The Canada Economic Games kicked off Saturday in Sherbrooke, Quebec. The Games give thousands of young traders from every corner of Canada the chance to gather together and showcase their trading skills. Each is endowed by his or her home province with a limited supply of trading assets such as pins and sports apparel, which they use during the Games as seed capital for their attempt to amass the largest and most valuable portfolio.
In parallel to the Economic Games, the traders also compete in a series of sporting events called the Canada Summer Games.
Yukon competitors suffered a few lopsided scores on the sporting fields on the first weekend, but quickly established themselves as serious contenders on the trading floor.
One Yukon competitor, who asked that her name not be used so as to not disclose her trading strategies, quickly demonstrated an instinctive understanding of the “dangle.” Artfully allowing a few girls from Team Ontario to spot her ID badge, covered in Yukon pins, she allowed them to examine the merchandise. Ontario eyes darted quickly to the Yukon husky bobble-head, but our savvy Yukon trader coyly informed them that it was too early to part with such a treasured possession.
Canadian governments have carefully structured the trading to make the exercise as realistic as possible. Instead of just trading tokens, like some economic exercises, the Games give each trader a range of starting assets. Some are valuable, like your team jacket, while others are minor commodities like basic provincial team pins. Each province carefully creates a sought-after “premium” pin, such as Nunavut’s five-piece narwhal pin.
The principles of supply and demand quickly make themselves apparent. Everyone wants a pin from the small Nunavut delegation, while it only takes minutes before young traders are rolling their eyes at the glut of Team Ontario trinkets.
The Games feature more than just the typical spot markets. In Sherbrooke, a forward market quickly came into existence because players can’t give away the uniforms they compete in until after their final match. But, just like at the Chicago Mercantile Exchange, that doesn’t stop forward trading: “Hey, you can have my Yukon shirt after my last game, but you have to give me the Manitoba bobble-head plus a Team B.C. arm warmer.”
Once one of the traders owns a forward like this, they can then forward trade their future Yukon shirt for something even more valuable.
Yukonomist has three young traders participating in the Games.
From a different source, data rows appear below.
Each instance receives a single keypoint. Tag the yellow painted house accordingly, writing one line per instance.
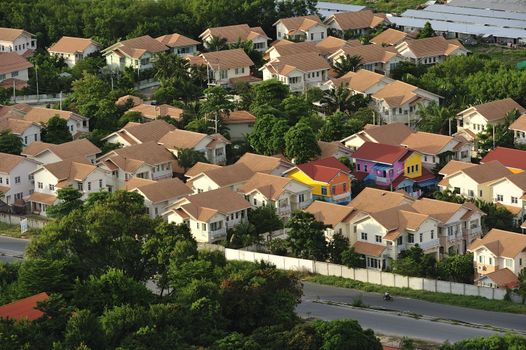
(328, 178)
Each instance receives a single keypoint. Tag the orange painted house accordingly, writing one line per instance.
(328, 178)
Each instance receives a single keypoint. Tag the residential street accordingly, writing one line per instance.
(12, 249)
(407, 317)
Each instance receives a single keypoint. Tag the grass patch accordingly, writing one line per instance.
(443, 298)
(390, 6)
(501, 53)
(14, 231)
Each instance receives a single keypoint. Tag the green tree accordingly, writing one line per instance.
(347, 64)
(426, 32)
(56, 131)
(69, 200)
(301, 144)
(307, 236)
(188, 157)
(10, 143)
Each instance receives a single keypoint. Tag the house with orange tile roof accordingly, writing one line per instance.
(212, 146)
(300, 72)
(239, 124)
(284, 194)
(46, 153)
(329, 178)
(430, 50)
(15, 178)
(14, 70)
(158, 194)
(147, 160)
(476, 119)
(375, 58)
(78, 174)
(519, 130)
(136, 53)
(179, 44)
(301, 28)
(73, 49)
(135, 133)
(393, 168)
(209, 214)
(390, 37)
(24, 309)
(238, 32)
(498, 258)
(357, 22)
(226, 67)
(17, 40)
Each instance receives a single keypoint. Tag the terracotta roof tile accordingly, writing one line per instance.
(69, 44)
(23, 308)
(13, 62)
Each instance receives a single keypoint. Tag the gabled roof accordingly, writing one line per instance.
(227, 59)
(509, 157)
(181, 139)
(164, 190)
(389, 36)
(67, 150)
(371, 200)
(137, 47)
(133, 157)
(13, 62)
(139, 133)
(155, 111)
(356, 20)
(303, 62)
(494, 110)
(239, 117)
(23, 308)
(299, 23)
(9, 161)
(235, 32)
(263, 164)
(487, 172)
(434, 46)
(270, 186)
(176, 40)
(11, 34)
(519, 124)
(455, 165)
(323, 170)
(203, 206)
(501, 243)
(380, 153)
(330, 213)
(70, 44)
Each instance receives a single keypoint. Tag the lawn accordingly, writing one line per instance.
(388, 6)
(443, 298)
(508, 56)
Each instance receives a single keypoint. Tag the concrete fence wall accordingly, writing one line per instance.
(387, 279)
(15, 220)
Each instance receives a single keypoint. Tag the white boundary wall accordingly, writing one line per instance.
(387, 279)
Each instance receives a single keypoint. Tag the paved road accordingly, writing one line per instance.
(403, 316)
(12, 249)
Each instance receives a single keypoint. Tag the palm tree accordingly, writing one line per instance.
(346, 64)
(216, 44)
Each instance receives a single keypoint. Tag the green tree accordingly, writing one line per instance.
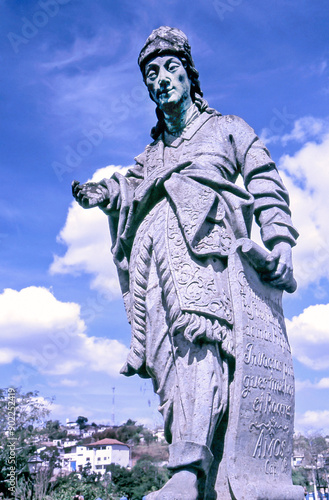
(82, 422)
(20, 415)
(143, 478)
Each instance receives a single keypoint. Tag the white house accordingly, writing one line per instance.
(98, 455)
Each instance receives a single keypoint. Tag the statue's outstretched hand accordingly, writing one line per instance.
(90, 195)
(279, 266)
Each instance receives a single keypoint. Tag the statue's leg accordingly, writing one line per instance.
(192, 382)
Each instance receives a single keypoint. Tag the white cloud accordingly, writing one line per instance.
(306, 176)
(87, 237)
(306, 128)
(309, 338)
(307, 384)
(49, 335)
(313, 421)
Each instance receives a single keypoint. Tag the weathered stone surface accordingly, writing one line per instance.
(204, 302)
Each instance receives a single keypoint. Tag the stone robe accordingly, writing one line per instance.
(174, 218)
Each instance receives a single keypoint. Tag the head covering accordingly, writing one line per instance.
(165, 40)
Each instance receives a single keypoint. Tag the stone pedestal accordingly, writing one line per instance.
(254, 461)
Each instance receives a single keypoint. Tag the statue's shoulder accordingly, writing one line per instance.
(142, 158)
(237, 127)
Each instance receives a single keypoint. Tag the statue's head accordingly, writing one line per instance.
(165, 42)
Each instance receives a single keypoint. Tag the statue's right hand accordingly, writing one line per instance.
(90, 194)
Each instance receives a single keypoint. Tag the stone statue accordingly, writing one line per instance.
(203, 300)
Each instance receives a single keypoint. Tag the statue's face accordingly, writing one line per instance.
(167, 82)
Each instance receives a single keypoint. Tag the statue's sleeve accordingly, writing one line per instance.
(262, 180)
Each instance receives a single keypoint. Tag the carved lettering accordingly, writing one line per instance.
(280, 386)
(261, 359)
(265, 404)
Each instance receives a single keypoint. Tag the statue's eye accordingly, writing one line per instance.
(151, 74)
(173, 66)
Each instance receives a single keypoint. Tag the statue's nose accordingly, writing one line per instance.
(163, 78)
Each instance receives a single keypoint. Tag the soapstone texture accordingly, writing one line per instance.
(204, 302)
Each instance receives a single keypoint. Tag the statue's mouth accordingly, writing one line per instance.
(164, 92)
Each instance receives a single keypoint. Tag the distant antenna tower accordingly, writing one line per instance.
(113, 406)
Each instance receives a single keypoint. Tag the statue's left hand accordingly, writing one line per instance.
(90, 194)
(279, 266)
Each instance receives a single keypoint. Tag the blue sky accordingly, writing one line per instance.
(74, 106)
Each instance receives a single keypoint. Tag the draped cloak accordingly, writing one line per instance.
(174, 218)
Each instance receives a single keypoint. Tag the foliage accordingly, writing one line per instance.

To prepare, we carefully reviewed that classic of markets education: the 1983 movie Trading Places, in which Eddie Murphy and Dan Aykroyd try to corner the pork belly and orange juice markets. NPR’s Planet Money radio show recently declared Trading Places to be as good as any university course as a primer for understanding the markets.
The frenzy of Trading Places’ final floor trading scene, where the villains’ OJ representative disappears under a scrum of traders, was good preparation for Team Yukon when they arrived in the lobby of the athletes’ village.
The Games provide young participants with an insight into the fundamental power of markets: the mutually beneficial trade. Many Team Manitoba athletes are embarrassed by their official hat: a fedora with a yellow band. They can’t get rid of it fast enough. Yet I spoke to a style-conscious Yukon teen on the other side of the trading floor who says fedoras are “always in.” She just has to get one, without letting her Manitoba counterparties know how badly she wants it.
Participants practise their sports several times a week before going to the Games. Other than watching Trading Places, most have minimal training in the markets from school or at home. Yet they clearly have the right instincts. It raises the question of whether trading is hard-wired into our species.
Popular wisdom holds that trading is a “modern” phenomenon, associated with the rise of capitalism over the last century or two. But the evidence shows that trading has been going on for millennia. The ancient Chinese coin exhibit at the MacBride Museum last year showed evidence of Tutchone, Tlingit and other trade routes reaching all the way to Asia and going back hundreds if not thousands of years.
The Economist magazine reported research on the topic by Jason Shogren of the University of Wyoming and his colleagues. According to Shogren, there is evidence of long distance trade among Homo sapiens going back 40,000 years. It is possible to know this thanks to evidence of stone tools found hundreds or thousands of kilometres away from the rock they were made from, or sea-shell jewelry found far from the sea.
Shogren also studied Neanderthals, who were already living in Europe when humans arrived there. Interestingly, there is no evidence of trade among Neanderthals. Looking to investigate the impact trading might have had on competition between our ancestors and the Neanderthals, Shogren’s team created a computer simulation.
The stronger Neanderthals were given superior hunting skills, while human bands were able to trade among themselves and specialize. For example, the best hunters could focus on hunting while the best tool and clothing artisans could specialize in those crafts. Humans could also trade between bands when food was short in a certain band’s area.
A computer model is not reality, but it is instructive that the model showed the human population displacing Neanderthal bands across Europe over several thousand years.
Week Two of the Canada Games is coming up. If Team Yukon traders keep up their current pace, they may even have a stylish hat to spare for the team economist.